München : Polizei verhindert Reichen-Rennen

Sie wollten nur "eine lustige Veranstaltung", doch die Polizei machte den Millionären einen Strich durch die Rechnung. In München wurden die Fahrzeuge einer geplanten Luxus-Rallye vorsorglich beschlagnahmt, noch während ihre reichen Besitzer in der Nobel-Disco "P1" feierten.

Dorothea Hülsmeier[dpa]
Rushh Drive
Polizei beschlagnahmt 63 Autos eines illegalen Autorennens. -Foto: ddp

MünchenDiesen "Spaß" gönnte die bayerische Polizei den Reichen und Prominenten nicht. Mit Vollgas wollten rund 100 gut Betuchte bei einer dreitägigen Rallye in ihren Ferraris, Maseratis und Lamborghinis über Deutschlands Straßen brausen. Während die Teilnehmer des sogenannten "Rushh Drive 2008" in der Nacht zum Donnerstag in Münchens Nobel-Disco "P1" schon mal vorfeierten, spürte die Polizei ihre in einer Firmenhalle im oberbayerischen Poing versteckten insgesamt 63 Luxus-Rennkarossen auf und beschlagnahmte sie kurzerhand.

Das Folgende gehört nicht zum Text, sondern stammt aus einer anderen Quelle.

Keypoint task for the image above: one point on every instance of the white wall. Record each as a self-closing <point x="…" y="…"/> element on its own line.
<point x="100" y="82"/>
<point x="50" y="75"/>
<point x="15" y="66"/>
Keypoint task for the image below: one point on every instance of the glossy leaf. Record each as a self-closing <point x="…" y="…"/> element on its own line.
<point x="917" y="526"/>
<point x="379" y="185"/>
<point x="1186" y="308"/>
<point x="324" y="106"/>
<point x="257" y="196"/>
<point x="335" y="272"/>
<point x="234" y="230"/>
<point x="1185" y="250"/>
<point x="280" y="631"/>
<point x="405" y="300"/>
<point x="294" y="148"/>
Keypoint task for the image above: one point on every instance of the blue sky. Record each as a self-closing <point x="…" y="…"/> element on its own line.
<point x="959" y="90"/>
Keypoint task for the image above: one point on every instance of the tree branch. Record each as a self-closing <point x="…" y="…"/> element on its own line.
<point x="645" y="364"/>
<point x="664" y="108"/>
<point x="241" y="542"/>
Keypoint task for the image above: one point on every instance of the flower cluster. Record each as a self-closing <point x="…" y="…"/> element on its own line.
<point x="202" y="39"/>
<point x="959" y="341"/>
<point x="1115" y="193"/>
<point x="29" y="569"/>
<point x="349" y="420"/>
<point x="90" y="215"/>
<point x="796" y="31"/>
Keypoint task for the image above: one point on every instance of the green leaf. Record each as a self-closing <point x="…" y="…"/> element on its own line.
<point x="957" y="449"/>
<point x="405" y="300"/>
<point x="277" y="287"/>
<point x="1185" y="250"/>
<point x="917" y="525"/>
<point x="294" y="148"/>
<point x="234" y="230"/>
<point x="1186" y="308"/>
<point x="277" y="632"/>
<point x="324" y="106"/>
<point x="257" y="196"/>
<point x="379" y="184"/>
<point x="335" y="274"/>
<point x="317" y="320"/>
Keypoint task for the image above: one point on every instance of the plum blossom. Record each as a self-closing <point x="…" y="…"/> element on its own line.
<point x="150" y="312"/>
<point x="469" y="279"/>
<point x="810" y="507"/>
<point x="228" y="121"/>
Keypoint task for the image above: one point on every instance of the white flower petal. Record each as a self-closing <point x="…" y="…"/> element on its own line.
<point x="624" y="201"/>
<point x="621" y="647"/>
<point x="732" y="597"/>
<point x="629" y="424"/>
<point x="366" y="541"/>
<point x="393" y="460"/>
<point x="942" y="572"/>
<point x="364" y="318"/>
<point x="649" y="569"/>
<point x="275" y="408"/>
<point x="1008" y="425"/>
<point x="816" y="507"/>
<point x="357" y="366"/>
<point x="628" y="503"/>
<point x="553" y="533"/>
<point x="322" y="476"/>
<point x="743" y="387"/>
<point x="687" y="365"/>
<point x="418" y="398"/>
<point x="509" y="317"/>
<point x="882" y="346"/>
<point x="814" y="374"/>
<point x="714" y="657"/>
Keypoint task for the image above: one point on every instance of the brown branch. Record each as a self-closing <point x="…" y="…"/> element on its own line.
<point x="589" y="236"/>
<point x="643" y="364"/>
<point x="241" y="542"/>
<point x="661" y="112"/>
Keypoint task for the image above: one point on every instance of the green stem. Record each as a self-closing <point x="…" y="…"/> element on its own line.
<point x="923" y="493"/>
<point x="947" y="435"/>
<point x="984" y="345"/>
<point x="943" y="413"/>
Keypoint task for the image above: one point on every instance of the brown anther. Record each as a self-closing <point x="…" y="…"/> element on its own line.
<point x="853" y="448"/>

Als viele Besitzer am frühen Morgen nach durchgemachter Nacht ins Hotel "Bayerischer Hof" zurückkehrten, war das von München nach Hamburg geplante Rennen schon gelaufen, bevor ein Motor gestartet werden konnte. Die Polizei hatte es für illegal erklärt. Die privaten Edelmarken gibt's frühestens Samstagabend zurück, damit die "Rennfahrer" nicht noch auf dumme Gedanken kommen.

"Wir wollten eine lustige Veranstaltung", sagt die Sprecherin der Veranstalter, Julia Akra. Aber schon die Hamburger Behörden hatten den Jet-Settern einen Strich durch die Rechnung gemacht. Ursprünglich sollte das Rennen in der Hansestadt starten. Der Senat verbot es aber. Daraufhin wurden die Autos in einer Nacht- und Nebelaktion nach Bayern gebracht. Die Behörden dort waren aber schon informiert und kannten keine Gnade.

Kein Spaß, sondern Gefahr

An der Millionärs-Rallye wollten nach Akras Angaben unter anderem Peyman Amin, Juror bei "Germany's Next Top Model", der Moderator Pierre Geisensetter und Prinz Marcus von Anhalt sowie die Designerin Barbara Herzsprung und der Sänger Akay teilnehmen. Sprecherin Akra über die Teilnehmerliste: "Das sind alles Leute aus gut betuchten Kreisen, die alle schöne Autos haben." Die Wagen im Wert von acht Millionen Euro sollten in 72 Stunden durch vier Städte fahren. Stattdessen kam die Polizei mit einem Aufgebot von 30 Beamten nach Poing und machte den Plan zunichte.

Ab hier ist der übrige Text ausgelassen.